Pemeriksaan jarak jauh, di satu sisi memudahkan pasien dengan penyakit kronis yang harus sering-sering memeriksakan kondisinya. Terlebih jika rumahnya jauh dari rumah sakit atau tempat praktik dokter yang menanganinya. Teknologi membuatnya jadi jauh lebih efisien.
Di sisi lain, interaksi dokter dan pasien merupakan interaksi personal yang tidak selalu bisa dilakukan lewat aplikasi. Direktur RS Jantung Harapan Kita, dr Iwan Dakota, SpJP(K), MARS, FACC, FESC menyebut 'sentuhan kemanusiaan' tetap dibutuhkan dalam pemeriksaan.
"Kedokteran itu art and science. Ada 'seni' yang nggak bisa sepenuhnya kita percayakan pada teknologi," kata dr Iwan.

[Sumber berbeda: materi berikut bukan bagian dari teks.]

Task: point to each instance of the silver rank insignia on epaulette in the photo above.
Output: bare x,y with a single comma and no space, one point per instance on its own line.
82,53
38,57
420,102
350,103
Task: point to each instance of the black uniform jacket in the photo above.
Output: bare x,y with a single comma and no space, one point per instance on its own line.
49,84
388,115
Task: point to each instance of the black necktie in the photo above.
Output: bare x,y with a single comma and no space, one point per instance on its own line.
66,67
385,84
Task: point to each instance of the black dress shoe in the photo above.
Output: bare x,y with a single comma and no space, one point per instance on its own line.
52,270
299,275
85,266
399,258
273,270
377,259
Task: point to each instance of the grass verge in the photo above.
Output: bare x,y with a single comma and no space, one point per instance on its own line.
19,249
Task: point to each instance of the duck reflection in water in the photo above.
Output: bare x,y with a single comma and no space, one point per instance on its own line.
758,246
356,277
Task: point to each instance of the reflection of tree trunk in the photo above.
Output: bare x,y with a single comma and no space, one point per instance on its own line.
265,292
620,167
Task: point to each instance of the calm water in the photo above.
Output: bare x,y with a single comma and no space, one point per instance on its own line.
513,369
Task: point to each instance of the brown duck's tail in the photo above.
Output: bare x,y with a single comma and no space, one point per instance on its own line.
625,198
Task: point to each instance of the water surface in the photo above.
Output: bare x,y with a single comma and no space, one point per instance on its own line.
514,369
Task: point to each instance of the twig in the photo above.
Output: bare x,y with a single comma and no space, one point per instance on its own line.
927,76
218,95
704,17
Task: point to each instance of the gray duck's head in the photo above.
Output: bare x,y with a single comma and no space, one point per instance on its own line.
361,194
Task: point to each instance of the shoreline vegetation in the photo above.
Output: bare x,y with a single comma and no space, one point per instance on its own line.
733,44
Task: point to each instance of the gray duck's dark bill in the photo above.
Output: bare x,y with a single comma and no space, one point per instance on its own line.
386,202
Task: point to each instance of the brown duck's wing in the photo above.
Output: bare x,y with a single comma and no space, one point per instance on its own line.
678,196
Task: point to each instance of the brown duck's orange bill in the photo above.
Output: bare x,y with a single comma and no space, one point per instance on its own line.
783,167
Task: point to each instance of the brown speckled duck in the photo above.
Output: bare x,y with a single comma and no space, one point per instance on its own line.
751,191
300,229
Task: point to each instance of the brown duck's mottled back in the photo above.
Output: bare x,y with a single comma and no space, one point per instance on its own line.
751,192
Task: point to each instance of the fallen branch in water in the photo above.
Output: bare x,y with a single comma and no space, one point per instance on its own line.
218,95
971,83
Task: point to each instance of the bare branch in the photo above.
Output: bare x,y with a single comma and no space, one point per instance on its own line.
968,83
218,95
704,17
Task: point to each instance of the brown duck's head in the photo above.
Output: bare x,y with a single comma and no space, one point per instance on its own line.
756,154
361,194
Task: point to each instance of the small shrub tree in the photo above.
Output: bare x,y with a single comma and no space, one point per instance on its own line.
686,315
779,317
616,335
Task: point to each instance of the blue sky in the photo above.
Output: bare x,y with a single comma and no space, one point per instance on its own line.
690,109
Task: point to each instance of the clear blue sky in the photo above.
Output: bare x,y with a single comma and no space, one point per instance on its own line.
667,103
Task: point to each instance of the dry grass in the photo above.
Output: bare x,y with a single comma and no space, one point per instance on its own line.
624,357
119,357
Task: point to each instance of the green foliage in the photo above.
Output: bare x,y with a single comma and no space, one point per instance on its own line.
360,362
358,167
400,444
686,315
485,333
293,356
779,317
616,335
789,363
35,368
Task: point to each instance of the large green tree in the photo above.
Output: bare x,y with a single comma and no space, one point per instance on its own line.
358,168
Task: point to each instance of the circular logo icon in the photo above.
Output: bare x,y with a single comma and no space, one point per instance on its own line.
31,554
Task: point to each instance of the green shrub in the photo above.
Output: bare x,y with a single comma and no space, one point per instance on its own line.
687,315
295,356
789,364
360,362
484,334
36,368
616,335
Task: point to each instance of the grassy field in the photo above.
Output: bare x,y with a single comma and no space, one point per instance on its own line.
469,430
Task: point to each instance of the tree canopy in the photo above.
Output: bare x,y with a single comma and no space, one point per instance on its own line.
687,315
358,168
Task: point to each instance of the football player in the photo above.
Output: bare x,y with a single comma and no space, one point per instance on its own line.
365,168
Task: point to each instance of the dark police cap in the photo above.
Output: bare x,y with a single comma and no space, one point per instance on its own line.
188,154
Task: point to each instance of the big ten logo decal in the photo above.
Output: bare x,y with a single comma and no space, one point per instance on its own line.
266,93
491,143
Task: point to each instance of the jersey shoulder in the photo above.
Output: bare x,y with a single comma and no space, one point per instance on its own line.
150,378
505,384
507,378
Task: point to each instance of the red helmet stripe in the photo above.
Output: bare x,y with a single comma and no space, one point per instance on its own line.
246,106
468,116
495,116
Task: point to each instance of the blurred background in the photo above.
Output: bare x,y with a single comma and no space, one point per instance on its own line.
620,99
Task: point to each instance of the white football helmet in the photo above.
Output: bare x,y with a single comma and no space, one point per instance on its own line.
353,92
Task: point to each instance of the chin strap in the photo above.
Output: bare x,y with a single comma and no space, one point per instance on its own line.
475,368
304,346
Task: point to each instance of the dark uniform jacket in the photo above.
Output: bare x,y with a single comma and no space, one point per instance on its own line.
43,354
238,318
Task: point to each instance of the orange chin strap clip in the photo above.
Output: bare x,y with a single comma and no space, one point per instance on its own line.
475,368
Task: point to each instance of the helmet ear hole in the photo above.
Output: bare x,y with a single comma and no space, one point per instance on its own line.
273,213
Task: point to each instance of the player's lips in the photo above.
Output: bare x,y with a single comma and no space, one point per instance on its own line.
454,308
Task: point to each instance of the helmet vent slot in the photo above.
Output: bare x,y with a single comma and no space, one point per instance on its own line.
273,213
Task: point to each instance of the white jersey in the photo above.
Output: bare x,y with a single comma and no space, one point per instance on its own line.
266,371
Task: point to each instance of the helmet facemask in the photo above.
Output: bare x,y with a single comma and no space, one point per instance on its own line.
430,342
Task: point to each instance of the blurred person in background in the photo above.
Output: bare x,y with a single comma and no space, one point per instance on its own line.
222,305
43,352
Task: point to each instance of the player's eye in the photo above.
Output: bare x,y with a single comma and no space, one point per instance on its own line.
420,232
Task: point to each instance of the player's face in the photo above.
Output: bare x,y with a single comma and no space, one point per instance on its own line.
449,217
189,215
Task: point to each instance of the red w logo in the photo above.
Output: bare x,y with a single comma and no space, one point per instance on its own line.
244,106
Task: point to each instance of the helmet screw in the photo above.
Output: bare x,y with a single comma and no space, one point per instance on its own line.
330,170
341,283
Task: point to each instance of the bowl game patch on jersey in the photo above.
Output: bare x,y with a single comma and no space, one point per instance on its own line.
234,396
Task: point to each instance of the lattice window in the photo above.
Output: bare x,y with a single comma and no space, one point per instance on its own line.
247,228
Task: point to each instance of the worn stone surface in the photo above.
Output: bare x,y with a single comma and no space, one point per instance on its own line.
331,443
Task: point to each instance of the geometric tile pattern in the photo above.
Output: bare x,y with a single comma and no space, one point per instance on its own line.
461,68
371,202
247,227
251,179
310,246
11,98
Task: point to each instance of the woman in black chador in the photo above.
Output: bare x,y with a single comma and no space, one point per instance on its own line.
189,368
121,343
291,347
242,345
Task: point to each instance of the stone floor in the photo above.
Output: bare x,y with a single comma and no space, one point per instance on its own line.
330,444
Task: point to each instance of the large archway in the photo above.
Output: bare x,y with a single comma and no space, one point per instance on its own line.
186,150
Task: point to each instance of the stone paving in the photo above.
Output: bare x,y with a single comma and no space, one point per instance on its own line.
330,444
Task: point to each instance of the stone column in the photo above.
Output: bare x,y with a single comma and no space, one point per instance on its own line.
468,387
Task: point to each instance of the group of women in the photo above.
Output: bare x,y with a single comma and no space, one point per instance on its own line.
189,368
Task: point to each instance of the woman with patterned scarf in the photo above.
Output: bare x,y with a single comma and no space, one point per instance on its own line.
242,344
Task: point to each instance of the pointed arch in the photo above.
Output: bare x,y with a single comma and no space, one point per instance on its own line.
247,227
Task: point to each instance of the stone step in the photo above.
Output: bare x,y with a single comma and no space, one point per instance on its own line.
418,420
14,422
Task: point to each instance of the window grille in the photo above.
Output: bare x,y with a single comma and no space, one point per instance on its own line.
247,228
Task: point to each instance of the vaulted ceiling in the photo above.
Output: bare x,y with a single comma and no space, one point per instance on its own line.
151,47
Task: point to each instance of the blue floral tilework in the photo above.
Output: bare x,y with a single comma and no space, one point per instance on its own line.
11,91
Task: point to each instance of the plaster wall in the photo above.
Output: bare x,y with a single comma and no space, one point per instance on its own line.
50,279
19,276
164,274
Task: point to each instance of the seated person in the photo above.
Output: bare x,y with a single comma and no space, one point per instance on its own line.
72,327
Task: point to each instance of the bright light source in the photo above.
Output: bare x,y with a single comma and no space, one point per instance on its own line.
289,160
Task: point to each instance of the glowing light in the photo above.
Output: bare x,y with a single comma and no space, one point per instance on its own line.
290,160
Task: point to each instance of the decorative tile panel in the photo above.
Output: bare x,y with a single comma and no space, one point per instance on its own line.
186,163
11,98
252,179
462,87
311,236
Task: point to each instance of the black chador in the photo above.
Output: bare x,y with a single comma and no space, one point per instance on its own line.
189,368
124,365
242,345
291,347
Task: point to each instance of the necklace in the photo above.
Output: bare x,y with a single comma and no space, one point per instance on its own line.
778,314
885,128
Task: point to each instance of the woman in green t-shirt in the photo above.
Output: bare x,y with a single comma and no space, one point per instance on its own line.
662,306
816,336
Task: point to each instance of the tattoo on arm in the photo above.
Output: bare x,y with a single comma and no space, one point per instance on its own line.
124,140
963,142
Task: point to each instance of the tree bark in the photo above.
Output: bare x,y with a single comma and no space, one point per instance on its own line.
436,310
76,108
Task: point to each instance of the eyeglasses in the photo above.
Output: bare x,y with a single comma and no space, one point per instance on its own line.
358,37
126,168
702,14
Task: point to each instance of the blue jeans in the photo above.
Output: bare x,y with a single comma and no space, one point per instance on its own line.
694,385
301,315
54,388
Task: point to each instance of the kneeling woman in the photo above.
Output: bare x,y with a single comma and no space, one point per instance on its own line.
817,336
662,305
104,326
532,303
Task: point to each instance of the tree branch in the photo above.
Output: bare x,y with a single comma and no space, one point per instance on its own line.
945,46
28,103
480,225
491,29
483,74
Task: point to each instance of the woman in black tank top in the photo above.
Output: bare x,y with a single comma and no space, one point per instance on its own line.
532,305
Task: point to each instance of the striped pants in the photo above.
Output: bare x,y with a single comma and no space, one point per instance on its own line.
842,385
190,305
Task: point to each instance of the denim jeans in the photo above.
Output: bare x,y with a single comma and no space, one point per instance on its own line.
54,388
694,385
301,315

Ketua umum PB Perkeni (Perkumpulan Endokrinologi Indonesia), Prof Dr dr Ketut Suastika, SpPD-KEMD juga memberikan catatan soal penggunaan teknologi untuk pemeriksaan jarak jauh. Meski mengakui bahwa teknologi semacam itu bisa memudahkan pasien, namun harus dipastikan sistem lainnya sudah cukup mendukung.
Prof Suastika mencontohkan, pasien diabetes seringkali membutuhkan penyesuaian dosis obat secara berkala. Kalaupun pemeriksaan jarak jauh bisa dilakukan, kadang-kadang pasien tetap kesulitan karena obat yang dibutuhkan ternyata sulit didapatkan.
"Di beberapa puskesmas obat diabetes hanya tersedia satu macam," tutur Prof Suastika.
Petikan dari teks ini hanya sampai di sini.